Nixon’s comments on the real event are an excellent description of the fantastical one. This act was longer than I’d imagined it would be, leaving room for all the elements that Nixon describes. It closed with Soprano Hye June Lee’s coloratura aria “I am the Wife of Chairman Mao,” which left the audience breathless with its ferocity. For all the vocal pyrotechnics of the evening, her performance transformed could have been a painfully long act, and transformed it into spellbinding drama.

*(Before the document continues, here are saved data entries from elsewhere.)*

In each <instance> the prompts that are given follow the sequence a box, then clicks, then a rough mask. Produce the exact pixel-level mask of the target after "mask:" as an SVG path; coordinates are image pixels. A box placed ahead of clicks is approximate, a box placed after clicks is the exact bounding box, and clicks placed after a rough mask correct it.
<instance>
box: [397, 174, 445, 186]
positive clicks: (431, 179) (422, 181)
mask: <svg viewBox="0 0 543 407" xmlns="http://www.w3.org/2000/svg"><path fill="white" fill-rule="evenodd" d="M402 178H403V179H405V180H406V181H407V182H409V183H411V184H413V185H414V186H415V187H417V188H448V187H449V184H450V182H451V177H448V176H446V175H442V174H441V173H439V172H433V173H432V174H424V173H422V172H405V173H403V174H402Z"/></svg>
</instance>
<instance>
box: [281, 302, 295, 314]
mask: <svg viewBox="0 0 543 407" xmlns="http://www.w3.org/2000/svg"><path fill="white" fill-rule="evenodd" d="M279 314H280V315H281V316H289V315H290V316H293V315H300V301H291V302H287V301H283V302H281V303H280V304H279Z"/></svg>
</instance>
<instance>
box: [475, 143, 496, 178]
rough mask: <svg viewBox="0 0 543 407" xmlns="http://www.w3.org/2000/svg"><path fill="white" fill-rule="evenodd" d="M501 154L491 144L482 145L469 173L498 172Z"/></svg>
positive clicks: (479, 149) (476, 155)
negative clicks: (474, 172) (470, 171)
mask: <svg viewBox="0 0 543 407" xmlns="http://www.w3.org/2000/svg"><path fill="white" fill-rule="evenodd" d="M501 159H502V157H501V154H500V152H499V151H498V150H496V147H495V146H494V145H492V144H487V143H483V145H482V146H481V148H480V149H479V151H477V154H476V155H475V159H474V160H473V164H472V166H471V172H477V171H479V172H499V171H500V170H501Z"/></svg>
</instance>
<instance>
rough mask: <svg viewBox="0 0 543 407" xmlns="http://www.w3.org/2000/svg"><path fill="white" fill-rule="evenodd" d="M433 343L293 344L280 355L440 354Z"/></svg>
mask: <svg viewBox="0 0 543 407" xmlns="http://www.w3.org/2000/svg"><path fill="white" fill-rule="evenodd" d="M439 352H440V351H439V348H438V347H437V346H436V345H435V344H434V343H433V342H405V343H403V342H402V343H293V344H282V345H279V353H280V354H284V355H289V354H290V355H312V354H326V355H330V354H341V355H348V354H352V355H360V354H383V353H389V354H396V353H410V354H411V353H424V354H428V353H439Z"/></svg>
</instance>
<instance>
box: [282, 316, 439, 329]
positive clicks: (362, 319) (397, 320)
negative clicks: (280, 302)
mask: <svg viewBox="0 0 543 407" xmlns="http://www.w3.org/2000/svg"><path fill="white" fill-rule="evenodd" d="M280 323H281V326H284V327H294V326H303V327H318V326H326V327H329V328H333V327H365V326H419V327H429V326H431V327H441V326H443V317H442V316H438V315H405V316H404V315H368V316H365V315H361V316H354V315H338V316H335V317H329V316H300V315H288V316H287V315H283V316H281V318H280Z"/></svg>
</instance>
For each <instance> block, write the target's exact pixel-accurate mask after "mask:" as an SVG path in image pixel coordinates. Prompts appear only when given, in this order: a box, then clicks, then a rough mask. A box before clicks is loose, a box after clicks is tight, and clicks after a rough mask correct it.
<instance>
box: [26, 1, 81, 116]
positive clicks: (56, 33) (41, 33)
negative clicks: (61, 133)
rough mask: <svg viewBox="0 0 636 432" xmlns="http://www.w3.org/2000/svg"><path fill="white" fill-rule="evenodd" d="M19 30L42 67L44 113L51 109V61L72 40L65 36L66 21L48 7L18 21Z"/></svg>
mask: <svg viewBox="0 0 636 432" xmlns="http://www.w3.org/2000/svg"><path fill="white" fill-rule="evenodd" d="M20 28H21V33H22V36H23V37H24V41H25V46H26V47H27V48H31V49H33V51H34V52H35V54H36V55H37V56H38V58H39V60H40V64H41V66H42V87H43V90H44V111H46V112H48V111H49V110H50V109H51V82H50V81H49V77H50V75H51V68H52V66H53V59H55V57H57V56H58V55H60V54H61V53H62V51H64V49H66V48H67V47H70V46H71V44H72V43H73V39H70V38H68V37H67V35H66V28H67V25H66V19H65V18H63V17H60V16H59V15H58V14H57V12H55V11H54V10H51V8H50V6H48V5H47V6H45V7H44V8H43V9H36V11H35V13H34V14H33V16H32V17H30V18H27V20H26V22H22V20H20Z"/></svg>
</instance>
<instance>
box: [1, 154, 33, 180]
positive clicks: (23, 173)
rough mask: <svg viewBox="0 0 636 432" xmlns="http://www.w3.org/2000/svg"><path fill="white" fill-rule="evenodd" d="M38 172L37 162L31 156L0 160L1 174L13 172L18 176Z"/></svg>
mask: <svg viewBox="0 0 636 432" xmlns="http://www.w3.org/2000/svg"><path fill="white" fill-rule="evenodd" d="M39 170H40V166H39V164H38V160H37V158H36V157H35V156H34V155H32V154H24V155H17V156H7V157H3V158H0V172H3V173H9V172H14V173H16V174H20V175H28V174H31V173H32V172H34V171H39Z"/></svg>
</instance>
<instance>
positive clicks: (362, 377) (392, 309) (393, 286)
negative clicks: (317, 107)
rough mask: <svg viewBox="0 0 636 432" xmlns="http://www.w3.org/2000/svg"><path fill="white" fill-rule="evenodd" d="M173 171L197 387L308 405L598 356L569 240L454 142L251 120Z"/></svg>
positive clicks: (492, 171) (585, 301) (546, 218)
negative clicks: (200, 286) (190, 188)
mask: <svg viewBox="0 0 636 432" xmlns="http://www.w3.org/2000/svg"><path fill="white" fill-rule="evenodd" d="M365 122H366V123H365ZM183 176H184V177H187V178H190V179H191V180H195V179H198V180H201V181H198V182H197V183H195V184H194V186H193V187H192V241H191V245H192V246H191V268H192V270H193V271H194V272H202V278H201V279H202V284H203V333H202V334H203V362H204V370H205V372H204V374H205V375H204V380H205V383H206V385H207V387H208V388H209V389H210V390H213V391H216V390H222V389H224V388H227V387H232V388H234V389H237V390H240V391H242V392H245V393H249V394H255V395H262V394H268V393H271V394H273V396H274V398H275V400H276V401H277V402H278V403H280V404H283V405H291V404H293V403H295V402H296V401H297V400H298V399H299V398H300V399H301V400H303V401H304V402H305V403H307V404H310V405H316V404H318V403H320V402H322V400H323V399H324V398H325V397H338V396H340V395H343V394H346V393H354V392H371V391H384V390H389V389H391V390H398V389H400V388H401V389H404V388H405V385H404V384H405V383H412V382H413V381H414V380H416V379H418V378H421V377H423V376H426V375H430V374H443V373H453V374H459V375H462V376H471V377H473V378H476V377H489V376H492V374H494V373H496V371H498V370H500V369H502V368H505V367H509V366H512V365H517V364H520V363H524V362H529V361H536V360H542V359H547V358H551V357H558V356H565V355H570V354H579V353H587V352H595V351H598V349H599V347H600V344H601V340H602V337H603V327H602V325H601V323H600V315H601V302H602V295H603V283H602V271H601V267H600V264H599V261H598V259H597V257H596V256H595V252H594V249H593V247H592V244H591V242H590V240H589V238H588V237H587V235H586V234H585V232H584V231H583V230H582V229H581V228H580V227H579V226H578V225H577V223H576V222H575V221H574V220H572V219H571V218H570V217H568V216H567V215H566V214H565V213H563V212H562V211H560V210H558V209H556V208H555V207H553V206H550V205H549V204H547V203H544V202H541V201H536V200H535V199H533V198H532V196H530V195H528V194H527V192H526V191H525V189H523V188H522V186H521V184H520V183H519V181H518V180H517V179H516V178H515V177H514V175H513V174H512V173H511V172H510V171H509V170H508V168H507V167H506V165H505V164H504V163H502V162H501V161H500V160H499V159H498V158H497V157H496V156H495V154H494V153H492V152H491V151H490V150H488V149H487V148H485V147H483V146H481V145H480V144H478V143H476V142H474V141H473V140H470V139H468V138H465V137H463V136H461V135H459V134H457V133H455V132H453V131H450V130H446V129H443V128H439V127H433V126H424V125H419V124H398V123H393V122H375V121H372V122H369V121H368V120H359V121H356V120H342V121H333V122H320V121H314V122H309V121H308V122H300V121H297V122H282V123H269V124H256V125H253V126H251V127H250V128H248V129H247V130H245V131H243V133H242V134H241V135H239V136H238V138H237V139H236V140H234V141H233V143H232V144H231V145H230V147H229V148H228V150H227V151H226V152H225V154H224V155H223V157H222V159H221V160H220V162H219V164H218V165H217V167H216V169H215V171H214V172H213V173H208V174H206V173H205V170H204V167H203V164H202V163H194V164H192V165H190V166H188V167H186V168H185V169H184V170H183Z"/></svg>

In Act III, the principals reflect upon what has taken place, and provide more context about how this fits in their personal lives. Parts of this act are difficult to understand, as various actors sing different parts simultaneously. As throughout the play, Chou En-lai (Chen-Ye Yuan) emerges as the true philosopher. Yuan sings alone, with a ghostly wistfulness and a measured pacing in “I am Old and Cannot Sleep,” singing “How much of what we did was good?”
San Francisco Opera’s production of Nixon in China succeeds (in Adam’s words) in lifting “the story and its characters, so numbingly familiar to us from the news media, out of the ordinary and onto a more archetypal plane.” The only regret is that it took them twenty five years to do so.